Ana Sayfa / Yazarlar / ‘Bu yolda da kaza olur mu hiç?’

‘Bu yolda da kaza olur mu hiç?’

Faydalı ise lütfen bağlantıyı paylaşınız, tavsiye ediniz. Kaynaksız kopyalamanıza rızamız yoktur.

Geçen gün sıkça kullandığım küçük bir ara caddeden arabayla geçerken, yol boyunca uzanmış sert fren izleriyle karşılaştım. Uzunca ve kavisle devam eden bu izler, fren tutan aracın epey sürüklendiğini ve ardından da kaldırıma savrulduğunu gösteriyorlardı!

O an belki de ağır bir kazadır diyerek olayın olası mağdurlarına üzülürken, aklıma da ister istemez bir soru takılmış oldu: “Bu kadar düzenli bir trafikte ve hız sınırının elli km. olduğu bu şehir içi caddede böylesi bir fren ve savrulma nasıl mümkün olabilmiş ki?”. Öyle ya, söz konusu cadde sık aralıklarla trafik ışıklarının yer aldığı ve bolca ara yolun çıktığı, yayalı, kalabalık, dar bir caddeydi. Ve bu yolda ise düzenli bir şekilde gidilirdi sadece. Şaşmamak elde değildi.
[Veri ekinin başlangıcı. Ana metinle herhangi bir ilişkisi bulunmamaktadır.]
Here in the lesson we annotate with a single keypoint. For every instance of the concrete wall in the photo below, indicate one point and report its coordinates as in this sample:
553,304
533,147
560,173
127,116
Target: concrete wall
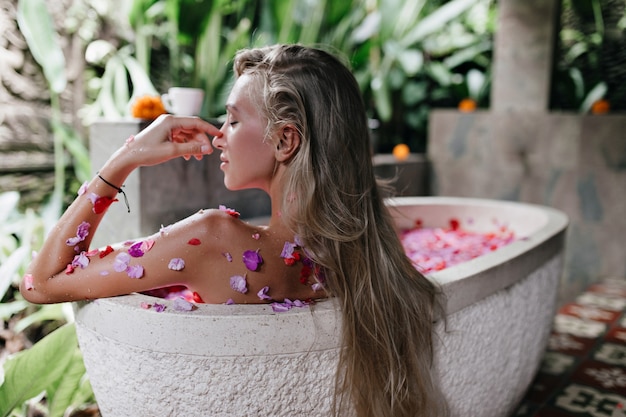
575,163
Ama öyle değildi işte! Böylesi bir yolda bile böyle bir fren tutulmuş ve böyle bir savrulma yaşanabilmişti pekâlâ!

Demek ki aceleci bir şaşkınlıktı bu benimkisi. Çünkü düzenli ve yavaş bir yola girildiğinde orada hep düzgünce ilerleyebileceğimizi sanmak, o izlerin de gösterdiği üzere yanlış bir düşünceydi. Hatta o yoldaki en büyük tehlike belki de bu düşüncenin kendisiydi, o selameti garanti görmemizdi! Ve bu ise bir kez daha ispat ediyordu ki; dikkati ve tedbiri elden bırakmamak en selametli yollarda dahi ilerleyebilmenin olmazsa olmaz bir şartı idi.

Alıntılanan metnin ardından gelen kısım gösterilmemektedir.